The result of E1 >> E2is E1 right-shifted E2 bit positions. If E1 has an unsigned type or if E1 has a signed type and a nonnegative value, the value of the result is the integral part of the quotient of E1 / 2E2. If E1 has a signed type and a negative value, the resulting value is implementation-defined ().

So taking OP's example into account (positive numbers), there is no reason to fill with one's.

Talking about arithmetic shift (let's use x86 as example):

In an arithmetic shift (also referred to as signed shift), like a logical shift, the bits that slide off the end disappear (except for the last, which goes into the carry flag). But in an arithmetic shift, the spaces are filled in such a way to preserve the sign of the number being slid. For this reason, arithmetic shifts are better suited for signed numbers in two's complement format.
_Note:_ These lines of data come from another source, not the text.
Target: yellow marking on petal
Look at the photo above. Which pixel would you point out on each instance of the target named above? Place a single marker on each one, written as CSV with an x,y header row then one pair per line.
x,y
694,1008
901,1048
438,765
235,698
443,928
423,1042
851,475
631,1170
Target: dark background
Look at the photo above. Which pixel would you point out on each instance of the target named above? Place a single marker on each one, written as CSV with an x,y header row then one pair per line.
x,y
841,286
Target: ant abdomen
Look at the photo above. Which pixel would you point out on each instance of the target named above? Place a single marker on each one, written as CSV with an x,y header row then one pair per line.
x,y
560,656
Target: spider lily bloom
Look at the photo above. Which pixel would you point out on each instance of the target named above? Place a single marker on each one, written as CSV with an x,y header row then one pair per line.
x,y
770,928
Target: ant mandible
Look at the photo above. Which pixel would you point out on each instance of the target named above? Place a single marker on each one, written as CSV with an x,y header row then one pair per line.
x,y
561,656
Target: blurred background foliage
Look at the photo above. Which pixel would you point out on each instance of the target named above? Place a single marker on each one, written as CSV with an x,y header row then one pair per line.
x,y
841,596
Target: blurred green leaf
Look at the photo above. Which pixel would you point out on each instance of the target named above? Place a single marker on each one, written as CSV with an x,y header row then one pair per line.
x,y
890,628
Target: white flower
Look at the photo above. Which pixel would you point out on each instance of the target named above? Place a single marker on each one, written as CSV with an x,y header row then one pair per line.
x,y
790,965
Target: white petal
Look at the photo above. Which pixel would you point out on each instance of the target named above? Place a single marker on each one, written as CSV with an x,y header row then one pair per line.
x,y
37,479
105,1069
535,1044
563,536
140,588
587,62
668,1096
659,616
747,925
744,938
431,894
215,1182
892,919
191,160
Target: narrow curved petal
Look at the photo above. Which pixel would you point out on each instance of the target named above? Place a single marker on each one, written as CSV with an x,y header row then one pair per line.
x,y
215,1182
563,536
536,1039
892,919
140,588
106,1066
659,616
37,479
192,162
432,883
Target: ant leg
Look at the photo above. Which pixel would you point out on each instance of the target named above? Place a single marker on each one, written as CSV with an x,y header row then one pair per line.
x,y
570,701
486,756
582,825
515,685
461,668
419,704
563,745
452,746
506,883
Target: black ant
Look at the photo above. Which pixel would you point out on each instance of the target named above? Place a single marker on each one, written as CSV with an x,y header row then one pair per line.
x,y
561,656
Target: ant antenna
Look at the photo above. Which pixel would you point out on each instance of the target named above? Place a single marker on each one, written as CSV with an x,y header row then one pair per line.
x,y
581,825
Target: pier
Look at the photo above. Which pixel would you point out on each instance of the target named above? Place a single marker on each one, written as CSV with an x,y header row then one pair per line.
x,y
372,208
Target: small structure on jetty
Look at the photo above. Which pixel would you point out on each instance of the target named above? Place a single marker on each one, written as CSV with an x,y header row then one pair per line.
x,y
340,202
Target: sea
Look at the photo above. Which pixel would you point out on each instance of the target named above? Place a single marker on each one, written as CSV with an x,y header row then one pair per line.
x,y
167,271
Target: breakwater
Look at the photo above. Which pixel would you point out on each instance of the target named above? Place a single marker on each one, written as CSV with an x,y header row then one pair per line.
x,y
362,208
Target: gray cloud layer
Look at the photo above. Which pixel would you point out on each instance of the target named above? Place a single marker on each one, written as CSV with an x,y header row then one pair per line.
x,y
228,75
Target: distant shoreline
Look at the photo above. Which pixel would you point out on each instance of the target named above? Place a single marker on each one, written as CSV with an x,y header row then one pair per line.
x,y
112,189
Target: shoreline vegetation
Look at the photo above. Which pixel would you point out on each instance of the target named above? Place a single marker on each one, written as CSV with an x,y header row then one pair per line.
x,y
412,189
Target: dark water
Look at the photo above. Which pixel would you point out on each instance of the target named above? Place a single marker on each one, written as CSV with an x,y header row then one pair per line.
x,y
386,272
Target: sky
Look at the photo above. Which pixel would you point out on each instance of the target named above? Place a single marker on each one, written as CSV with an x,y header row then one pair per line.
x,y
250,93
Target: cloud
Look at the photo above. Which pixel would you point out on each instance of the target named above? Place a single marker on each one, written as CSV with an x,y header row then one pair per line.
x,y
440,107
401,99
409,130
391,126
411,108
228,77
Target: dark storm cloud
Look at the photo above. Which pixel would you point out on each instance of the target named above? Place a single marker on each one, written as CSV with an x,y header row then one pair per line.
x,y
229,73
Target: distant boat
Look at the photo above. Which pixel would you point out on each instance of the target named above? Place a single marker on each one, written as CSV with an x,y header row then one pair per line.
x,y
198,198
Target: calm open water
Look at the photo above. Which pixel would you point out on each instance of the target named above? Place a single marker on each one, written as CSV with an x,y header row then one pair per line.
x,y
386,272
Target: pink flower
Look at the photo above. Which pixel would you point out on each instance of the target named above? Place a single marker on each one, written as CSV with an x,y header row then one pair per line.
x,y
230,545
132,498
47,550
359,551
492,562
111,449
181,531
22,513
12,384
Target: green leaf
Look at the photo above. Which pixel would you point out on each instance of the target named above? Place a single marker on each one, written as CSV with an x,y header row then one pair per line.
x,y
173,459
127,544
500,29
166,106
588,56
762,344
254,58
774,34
The SAR instruction will fill with one's when the number is negative (in order to keep the sign), for instance:

sar 10110011b, 2 #the result is 11101100b

(shr 10110011b, 2 #the result is 00101100b)

But again, OP's example is talking about positive numbers, so there is no reason to fill with one's.

Summarising, it is possible to fill with one's when a right shift is applied, but not in those cases.